In 1891, the firm were to auction a bundle of old copies of the journal Railway Herald; noticing these, and never having heard of this particular journal, Nokes bought the bundle. Soon, he was one of the journal's contributors. The Railway Herald was run by Frank Cornwall, who also owned the Railway Herald Magazine, which consisted mainly of reprints from Railway Herald. In 1897, Cornwall noticed that sales of Railway Herald Magazine were increasing, and decided that it should become a proper magazine in its own right, with original articles instead of reprints, and be aimed at rail enthusiasts - or "railwayacs" as they were then known. Accordingly, he decided that for the relaunch as The Railway Magazine, an editor was required who was also a railwayac, and he chose Nokes. The first issue was dated July 1897, and it was published on the first of that month. Nokes continued to work for the family business, and wished his two jobs to be unconnected; so he adopted the pen-name "G.A. Sekon" (his surname spelled backwards) for his magazine work.

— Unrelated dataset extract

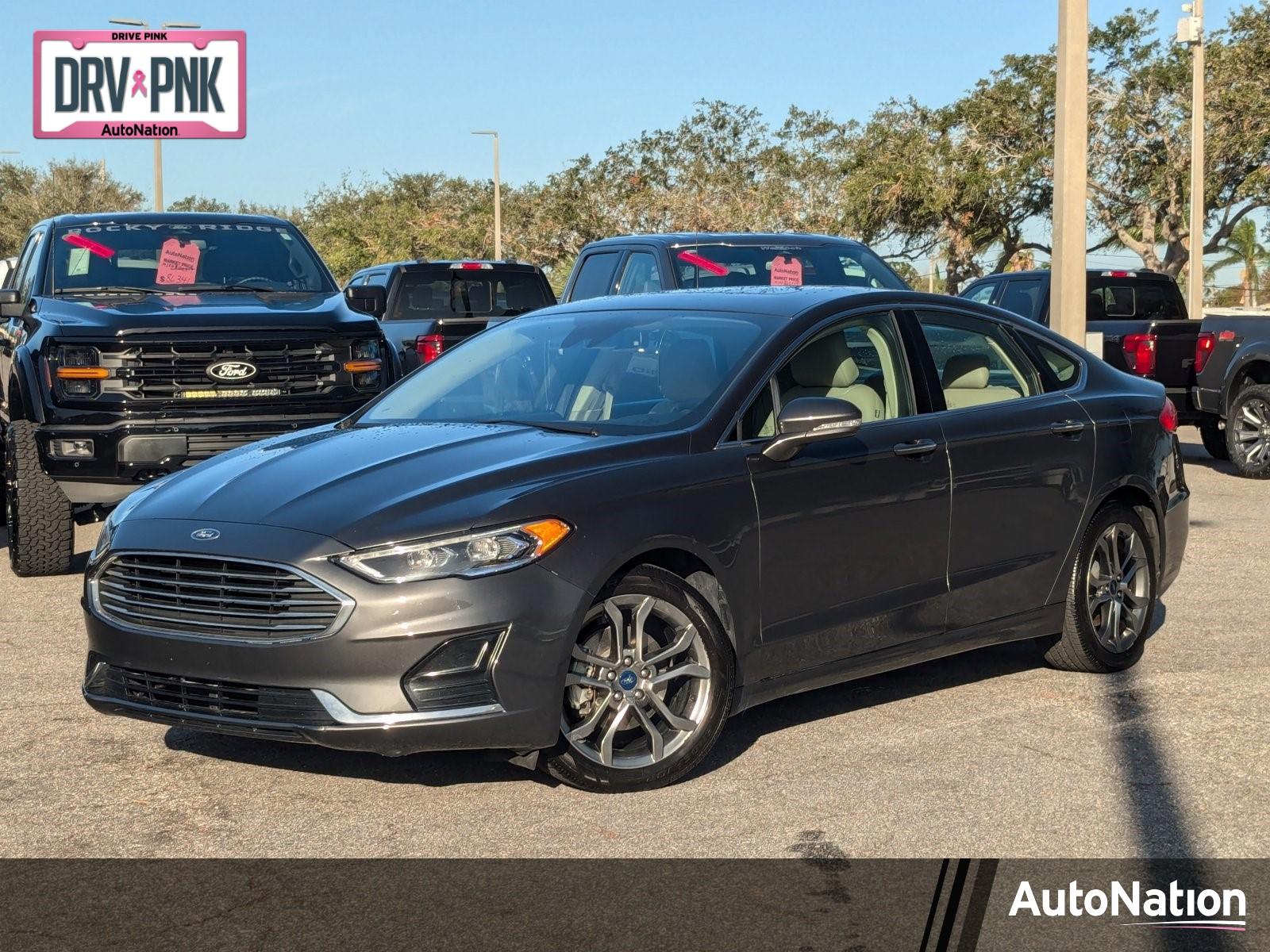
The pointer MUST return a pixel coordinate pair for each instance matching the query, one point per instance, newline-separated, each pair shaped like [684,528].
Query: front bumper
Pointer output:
[356,673]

In December 1909, Cornwall died; his successor was W. Parker. The last issue of The Railway Magazine that Nokes edited was that of February 1910 (vol. XXVI, no. 152). In that month, he had a disagreement with Parker and the magazine's proprietor, Sir Joseph Lawrence, over his editorial style, and resigned.

After leaving The Railway Magazine, Nokes started another magazine, The Railway and Travel Monthly, which he owned himself; the first issue appeared in May 1910. It was a direct competitor with The Railway Magazine, but always on friendly terms.

Following the First World War, both The Railway Magazine and The Railway and Travel Monthly were purchased by John Aiton Kay, who already owned The Railway Gazette. Nokes remained as Editor of The Railway and Travel Monthly, which was renamed Transport and Travel Monthly in April 1920; but it only lasted until Nokes's retirement at the end of 1922, following which it was merged into The Railway Magazine from the January 1923 issue.

Nokes had ten grandchildren and 14 great-grandchildren. He died on 19 February 1948.